The opening montage is the most impressive thing about Miike's first 'Dead or Alive' film. For all the film's depravity and mondo ending the overall feeling watching this one was boredom. A terrible performance by Riki Takeuchi only adds to the problems. Miike has made some very impressive films over the years...this isn't one of them.
It's sad that the opening sequence where we know zero about any character or have a context for the action is more interesting than the proceeding 'actual' storytelling. When it's without action and strangeness, Miike loses his footing. Despite Lynchian moments and the brilliantly staged action scenes, they come too sporadically, while the film lacks in momentum to be good trash, and in intellect to be anything but.
It seems like an intentional mess that takes action, family drama, pornography and mashes them together, but each segment feels disjointed and not fully developed.
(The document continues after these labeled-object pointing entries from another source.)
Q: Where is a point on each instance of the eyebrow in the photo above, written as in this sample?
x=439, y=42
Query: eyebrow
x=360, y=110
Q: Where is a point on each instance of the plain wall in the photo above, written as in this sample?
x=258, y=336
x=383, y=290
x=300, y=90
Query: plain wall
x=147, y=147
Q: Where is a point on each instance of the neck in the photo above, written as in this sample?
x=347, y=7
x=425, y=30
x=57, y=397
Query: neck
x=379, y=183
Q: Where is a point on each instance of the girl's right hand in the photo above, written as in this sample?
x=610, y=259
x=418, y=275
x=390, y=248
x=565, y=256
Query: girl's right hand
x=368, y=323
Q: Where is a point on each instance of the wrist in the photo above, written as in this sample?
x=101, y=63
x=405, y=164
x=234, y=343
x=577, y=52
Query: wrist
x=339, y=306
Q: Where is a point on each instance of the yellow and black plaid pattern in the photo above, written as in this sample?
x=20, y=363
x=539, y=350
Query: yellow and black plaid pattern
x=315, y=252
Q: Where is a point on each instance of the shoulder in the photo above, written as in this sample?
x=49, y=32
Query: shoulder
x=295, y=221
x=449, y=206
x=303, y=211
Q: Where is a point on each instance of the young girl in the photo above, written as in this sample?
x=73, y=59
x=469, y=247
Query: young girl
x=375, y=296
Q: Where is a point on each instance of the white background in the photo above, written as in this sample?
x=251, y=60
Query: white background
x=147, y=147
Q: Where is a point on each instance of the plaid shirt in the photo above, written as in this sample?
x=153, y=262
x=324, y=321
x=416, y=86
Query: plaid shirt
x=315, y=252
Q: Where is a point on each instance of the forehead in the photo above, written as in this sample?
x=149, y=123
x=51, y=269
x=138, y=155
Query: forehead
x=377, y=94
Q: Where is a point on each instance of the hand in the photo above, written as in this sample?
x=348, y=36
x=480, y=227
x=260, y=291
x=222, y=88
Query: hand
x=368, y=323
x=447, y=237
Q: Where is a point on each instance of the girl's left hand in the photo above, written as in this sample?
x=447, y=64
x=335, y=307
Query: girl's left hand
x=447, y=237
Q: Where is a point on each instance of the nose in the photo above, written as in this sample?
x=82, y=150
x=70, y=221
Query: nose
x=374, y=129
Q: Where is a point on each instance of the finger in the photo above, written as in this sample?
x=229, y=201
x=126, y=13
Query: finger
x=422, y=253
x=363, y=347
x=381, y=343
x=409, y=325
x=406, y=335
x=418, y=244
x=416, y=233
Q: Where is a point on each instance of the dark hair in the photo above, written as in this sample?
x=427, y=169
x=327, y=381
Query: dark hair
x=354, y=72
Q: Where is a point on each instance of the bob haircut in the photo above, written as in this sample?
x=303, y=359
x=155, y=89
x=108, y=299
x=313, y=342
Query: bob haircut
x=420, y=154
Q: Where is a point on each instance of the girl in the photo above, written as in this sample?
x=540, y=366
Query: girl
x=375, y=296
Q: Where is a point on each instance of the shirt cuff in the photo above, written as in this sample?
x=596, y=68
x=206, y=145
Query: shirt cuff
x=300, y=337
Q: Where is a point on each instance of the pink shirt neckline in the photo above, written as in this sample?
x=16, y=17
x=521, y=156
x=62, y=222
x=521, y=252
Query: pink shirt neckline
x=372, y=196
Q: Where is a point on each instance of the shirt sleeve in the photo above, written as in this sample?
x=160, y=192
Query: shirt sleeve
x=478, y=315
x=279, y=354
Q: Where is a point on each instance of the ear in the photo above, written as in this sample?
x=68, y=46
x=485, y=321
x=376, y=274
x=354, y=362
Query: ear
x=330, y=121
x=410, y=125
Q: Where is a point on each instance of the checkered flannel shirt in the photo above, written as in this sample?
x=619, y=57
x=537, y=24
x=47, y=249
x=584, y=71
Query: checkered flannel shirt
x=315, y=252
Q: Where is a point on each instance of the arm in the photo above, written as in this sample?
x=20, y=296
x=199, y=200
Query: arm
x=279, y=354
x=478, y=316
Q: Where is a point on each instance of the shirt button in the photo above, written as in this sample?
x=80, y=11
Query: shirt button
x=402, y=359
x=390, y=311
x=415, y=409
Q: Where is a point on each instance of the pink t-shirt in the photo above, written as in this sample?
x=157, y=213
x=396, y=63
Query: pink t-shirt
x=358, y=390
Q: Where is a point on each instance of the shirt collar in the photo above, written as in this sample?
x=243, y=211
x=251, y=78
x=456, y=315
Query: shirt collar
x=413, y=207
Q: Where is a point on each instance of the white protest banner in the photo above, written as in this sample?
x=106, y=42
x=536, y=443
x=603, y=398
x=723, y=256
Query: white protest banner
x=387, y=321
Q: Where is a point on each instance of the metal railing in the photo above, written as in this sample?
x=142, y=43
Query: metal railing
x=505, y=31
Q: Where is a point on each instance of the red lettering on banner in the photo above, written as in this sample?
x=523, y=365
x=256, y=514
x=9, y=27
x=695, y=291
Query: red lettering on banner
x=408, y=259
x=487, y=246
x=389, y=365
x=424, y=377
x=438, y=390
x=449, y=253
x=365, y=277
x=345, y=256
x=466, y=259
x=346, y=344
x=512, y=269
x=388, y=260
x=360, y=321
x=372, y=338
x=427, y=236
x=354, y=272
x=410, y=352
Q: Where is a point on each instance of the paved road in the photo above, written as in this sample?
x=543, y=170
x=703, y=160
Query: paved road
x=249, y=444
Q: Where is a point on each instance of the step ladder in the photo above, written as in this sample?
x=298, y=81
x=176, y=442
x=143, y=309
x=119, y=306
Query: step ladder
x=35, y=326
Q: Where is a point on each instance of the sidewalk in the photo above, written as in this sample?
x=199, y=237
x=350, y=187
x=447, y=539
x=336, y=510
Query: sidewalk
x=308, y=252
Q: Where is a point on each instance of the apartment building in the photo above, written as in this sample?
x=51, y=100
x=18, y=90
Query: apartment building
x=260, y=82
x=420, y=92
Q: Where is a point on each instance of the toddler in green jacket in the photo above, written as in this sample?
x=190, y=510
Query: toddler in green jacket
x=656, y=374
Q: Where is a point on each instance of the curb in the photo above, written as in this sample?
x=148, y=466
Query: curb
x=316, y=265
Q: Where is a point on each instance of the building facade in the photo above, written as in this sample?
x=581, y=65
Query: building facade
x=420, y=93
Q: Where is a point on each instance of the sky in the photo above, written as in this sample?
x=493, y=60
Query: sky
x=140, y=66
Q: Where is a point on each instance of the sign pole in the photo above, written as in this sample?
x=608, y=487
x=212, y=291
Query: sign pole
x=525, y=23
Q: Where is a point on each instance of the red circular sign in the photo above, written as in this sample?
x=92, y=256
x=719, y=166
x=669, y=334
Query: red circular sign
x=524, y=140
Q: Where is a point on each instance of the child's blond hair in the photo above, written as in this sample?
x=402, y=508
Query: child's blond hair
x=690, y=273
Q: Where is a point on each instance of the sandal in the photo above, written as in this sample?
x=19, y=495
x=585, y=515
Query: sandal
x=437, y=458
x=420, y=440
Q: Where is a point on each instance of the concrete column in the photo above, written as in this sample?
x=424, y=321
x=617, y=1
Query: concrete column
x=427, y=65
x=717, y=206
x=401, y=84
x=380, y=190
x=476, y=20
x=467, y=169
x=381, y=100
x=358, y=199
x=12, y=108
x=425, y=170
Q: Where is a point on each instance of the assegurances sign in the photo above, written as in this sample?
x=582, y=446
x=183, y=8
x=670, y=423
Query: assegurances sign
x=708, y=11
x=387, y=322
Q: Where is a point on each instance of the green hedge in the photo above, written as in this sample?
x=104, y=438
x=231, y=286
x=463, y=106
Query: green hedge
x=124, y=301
Because of that, indifference is the main impression that is given until the end. And then, everything changes to something for which "larger than life" comes of as an understatement. One can wonder what would it be if the rest of the movie was like that.
Those familiar with Takashi Miike's controversial reputation for extreme violence will feel at home here, as will those familiar with his highly esteemed track record. NOT based on the popular video games, Dead Or Alive is a crime drama set in the underground world of the Yakuza, a crime syndicate which feature prominently in the film. Those who enjoy deftly-crafted violence will love it, right down to the ending.
The first eight minutes is an intense, balls-to-the-wall firehose of visual chaos. If you make it through that, then you've got a mostly-conventional cops and yakuza caper, with scattered moments of shock and disgust. Then in the last ten minutes, the movie goes completely over the top. Don't analyze it. Just sit back and accept it. Rules don't apply in a Takashi Miike film.